Sans jamais s’aventurer hors des chemins battus du genre, elle brille par sa bande-son chiptunes enlevée et envoûtante, ses ambiances dépaysantes, son bestiaire fascinant, son quatuor de héros complémentaires, son architecture malicieuse, son rythme entraînant, sa mise en scène sobre et réussie.

Meilleur NES de 2018

Durant huit niveaux compacts, il promène ainsi le joueur à travers caves humides et grottes glacées, pyramides piégées et bibliothèques hantées. Des plates-formes apparaissent et disparaissent ; des griffons, des golems, des archers et des chevaliers géants veillent ; des escaliers montent ou descendent ; des tapis roulants ralentissent ou propulsent ; des monstres colossaux gardent des salles ; des portes dérobées mènent sur des trésors cachés.

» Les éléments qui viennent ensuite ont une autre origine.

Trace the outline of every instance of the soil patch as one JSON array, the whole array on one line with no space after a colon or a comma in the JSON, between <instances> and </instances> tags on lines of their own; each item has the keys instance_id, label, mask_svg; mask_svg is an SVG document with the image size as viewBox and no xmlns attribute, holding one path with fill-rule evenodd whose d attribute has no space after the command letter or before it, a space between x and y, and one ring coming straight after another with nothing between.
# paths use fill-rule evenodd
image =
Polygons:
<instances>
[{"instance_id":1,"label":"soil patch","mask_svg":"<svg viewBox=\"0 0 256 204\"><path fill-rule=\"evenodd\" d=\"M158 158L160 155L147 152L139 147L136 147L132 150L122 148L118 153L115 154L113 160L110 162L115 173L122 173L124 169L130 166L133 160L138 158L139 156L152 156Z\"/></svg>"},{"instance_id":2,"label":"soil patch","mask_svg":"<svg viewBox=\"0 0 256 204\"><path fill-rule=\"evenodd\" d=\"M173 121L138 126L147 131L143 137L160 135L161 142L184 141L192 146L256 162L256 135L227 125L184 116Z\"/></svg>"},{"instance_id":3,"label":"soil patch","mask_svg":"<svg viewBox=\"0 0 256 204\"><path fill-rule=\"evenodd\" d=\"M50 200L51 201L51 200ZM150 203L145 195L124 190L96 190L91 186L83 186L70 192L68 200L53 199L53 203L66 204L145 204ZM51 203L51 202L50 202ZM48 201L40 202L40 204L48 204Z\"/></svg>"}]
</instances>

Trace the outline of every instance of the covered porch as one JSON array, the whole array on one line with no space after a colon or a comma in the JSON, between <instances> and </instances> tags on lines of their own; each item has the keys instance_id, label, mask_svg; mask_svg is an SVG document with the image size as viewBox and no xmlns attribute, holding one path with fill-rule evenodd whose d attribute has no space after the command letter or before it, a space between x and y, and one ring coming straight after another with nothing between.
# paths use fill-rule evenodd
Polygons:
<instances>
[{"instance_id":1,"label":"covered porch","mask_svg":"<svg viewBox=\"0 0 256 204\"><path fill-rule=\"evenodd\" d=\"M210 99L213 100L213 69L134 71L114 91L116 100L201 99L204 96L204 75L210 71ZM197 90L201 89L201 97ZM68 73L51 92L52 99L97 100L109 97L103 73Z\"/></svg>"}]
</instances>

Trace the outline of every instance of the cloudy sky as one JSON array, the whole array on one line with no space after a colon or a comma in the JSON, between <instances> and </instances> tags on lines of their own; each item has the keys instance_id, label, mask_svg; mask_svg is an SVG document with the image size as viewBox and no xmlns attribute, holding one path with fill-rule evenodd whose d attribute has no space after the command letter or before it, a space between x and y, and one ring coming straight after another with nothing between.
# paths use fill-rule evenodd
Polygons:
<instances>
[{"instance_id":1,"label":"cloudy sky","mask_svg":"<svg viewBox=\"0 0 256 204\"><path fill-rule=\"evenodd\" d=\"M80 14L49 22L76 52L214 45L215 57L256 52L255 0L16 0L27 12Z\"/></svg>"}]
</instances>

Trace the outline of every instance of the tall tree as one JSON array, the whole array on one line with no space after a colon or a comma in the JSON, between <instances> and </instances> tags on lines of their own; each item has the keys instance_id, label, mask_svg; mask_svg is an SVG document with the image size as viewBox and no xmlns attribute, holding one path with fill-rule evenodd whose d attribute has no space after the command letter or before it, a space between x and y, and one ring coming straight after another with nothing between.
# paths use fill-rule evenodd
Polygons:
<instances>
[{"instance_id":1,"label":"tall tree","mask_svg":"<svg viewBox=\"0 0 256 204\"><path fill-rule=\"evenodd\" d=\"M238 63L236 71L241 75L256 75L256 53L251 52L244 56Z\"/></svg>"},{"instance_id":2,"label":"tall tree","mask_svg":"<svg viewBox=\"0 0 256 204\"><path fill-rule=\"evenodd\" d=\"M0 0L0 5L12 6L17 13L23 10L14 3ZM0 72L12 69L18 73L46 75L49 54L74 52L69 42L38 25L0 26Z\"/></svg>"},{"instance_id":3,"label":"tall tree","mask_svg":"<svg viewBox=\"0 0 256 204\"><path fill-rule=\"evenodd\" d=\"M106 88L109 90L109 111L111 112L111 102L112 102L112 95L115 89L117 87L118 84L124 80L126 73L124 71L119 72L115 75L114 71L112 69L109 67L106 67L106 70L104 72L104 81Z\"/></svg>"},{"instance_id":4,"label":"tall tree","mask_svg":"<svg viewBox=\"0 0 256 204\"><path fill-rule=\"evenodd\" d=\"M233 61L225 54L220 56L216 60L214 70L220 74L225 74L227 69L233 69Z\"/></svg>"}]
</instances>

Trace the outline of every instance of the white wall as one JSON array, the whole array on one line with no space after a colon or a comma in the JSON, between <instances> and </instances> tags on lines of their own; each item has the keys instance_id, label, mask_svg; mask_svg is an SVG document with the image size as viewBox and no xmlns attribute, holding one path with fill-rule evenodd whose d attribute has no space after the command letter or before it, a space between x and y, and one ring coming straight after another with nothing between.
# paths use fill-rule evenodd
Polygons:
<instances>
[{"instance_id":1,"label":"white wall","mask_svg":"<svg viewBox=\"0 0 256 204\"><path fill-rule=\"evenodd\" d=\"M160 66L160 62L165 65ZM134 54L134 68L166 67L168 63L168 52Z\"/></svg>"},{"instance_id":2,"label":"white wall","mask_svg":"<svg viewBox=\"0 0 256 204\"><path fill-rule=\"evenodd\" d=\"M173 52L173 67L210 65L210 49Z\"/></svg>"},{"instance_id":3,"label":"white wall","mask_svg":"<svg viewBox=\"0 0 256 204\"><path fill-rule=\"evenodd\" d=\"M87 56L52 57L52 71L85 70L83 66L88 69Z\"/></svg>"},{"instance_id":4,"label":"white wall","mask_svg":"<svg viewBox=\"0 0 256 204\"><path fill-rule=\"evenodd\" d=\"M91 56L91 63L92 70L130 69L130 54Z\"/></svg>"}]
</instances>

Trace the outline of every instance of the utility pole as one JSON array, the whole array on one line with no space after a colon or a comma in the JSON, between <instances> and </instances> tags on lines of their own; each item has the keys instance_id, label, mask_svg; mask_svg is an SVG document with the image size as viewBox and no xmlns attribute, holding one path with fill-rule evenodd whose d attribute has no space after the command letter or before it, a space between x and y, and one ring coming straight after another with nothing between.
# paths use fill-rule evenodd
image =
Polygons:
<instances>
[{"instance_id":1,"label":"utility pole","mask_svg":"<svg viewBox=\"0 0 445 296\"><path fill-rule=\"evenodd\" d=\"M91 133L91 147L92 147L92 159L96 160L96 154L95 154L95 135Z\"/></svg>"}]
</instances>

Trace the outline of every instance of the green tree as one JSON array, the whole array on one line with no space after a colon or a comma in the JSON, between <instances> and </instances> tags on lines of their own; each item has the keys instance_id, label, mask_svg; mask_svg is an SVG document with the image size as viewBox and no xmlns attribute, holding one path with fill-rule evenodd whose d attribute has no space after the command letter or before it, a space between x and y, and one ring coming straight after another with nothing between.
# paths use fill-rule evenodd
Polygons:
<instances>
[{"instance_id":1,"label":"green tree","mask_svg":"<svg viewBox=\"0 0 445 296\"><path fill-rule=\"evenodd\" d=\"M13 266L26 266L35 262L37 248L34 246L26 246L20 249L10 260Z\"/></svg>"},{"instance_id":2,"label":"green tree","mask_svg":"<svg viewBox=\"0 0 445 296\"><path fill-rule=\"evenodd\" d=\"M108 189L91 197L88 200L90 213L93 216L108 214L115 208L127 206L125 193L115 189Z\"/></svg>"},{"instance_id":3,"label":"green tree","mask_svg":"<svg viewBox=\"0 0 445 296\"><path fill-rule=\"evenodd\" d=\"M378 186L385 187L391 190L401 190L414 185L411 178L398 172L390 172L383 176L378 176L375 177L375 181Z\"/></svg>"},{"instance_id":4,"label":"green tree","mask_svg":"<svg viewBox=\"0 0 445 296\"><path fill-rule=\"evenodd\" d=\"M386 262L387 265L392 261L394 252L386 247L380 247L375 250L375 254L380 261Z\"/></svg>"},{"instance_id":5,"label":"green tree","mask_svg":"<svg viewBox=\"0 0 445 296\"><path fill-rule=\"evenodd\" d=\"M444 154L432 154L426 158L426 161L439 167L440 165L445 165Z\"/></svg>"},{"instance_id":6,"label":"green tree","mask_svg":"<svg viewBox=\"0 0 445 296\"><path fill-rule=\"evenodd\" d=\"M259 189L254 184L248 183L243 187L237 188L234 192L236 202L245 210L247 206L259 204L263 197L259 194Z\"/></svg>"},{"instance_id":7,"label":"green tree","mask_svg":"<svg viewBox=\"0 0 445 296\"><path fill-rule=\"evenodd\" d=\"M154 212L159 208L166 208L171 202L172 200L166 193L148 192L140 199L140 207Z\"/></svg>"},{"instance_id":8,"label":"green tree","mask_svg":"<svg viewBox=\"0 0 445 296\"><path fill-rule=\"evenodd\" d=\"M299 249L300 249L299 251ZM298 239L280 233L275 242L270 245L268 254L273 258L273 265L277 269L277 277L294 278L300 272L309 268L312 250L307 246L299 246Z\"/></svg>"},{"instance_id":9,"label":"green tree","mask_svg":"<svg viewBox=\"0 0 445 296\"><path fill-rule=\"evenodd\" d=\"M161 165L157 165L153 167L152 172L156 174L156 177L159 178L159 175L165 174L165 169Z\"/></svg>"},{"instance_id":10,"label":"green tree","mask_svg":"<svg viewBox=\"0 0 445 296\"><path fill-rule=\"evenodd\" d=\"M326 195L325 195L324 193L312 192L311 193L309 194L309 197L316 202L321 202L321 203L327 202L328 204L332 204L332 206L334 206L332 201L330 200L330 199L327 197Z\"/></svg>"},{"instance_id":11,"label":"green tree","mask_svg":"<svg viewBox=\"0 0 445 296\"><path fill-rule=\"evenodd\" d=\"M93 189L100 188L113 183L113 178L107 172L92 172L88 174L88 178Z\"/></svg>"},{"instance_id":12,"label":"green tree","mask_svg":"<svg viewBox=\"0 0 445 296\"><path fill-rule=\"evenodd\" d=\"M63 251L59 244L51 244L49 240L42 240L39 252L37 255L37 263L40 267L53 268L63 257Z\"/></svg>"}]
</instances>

Il y a dans Curse of the Moon non seulement du Castlevania, pour l’ambiance, l’enrobage et ses armes iconiques, mais aussi du Megaman, pour le level design retors et inventif, et du Duck Tales, pour l’exploration qu’il propose et les trésors qu’il cache.

A la manière de Megaman, « Bloodstained: Curse of the Moon » joue habilement de la variété des niveaux, des ennemis et des compétences. / INTI CREATES

C’est aussi un jeu qui, tout en se revendiquant d’une époque, aime souvent à la sublimer, en jouant par exemple sur des effets tardifs, comme les décors animés sur plusieurs plans, à la manière de Batman: Return of the Joker en 1991. Elle se fend également de quelques effets de lumières ou de rotation inattendus. Sans sortir du registre nostalgique du pixel art, elles relèvent cette recette à l’ancienne d’épices encore inconnues à son époque.

Montre à gousset du jeu vidéo

C’est que d’une manière générale, Bloodstained: Curse of the Moon n’est ni un remake, ni une suite officieuse aux Castlevania d’antan. C’est davantage un jeu conçu pour coller à l’image que les joueurs se font des Castlevania d’antan, émondé de leur rigidité, de leurs ralentissements et de leur aridité d’époque.

Certains pourront d’ailleurs lui reprocher de ne durer que deux petites heures, quand bien d’autres la remercieront de ressusciter cette saveur d’antan dans un format désormais compatible avec une vie d’adulte trop occupée pour les longues sessions d’autrefois.

« Bloodstained: Curse of the Moon » va bien plus loin qu’un simple jeu de 1986. S’il était sorti sur NES, ç’eut été l’un des plus ambitieux de la console. / INTI CREATES

Un cheminement moins linéaire, une difficulté plus adaptable, une réalisation plus flatteuse, finissent d’offrir à ce bijou d’orfèvrerie à l’ancienne – sorte de montre à gousset du jeu vidéo – les molletons de la modernité. Sortez les Choco BN, et faute de Banga, du Yop fera bien l’affaire.

En bref

On a aimé :

  • l’ambiance rétro, pulp et gothique ;
  • des niveaux à tiroir à découvrir en plusieurs fois ;
  • meilleur jeu NES depuis Shovel Knight.

On n’a pas aimé :

  • l’attitude d’Adrien Rabiot ;
  • (c’est tout).

C’est plutôt pour vous si...

  • vous avez peu de temps pour replonger en enfance ;
  • vous n’arrivez pas à re-rentrer dans vos anciens jeux NES.

Ce n’est pas pour vous si...

  • vous cherchez le Dark Souls des jeux NES ;
  • vous n’appréciez pas les jeux courts ;
  • vous êtes le détenteur officiel de la licence Castlevania.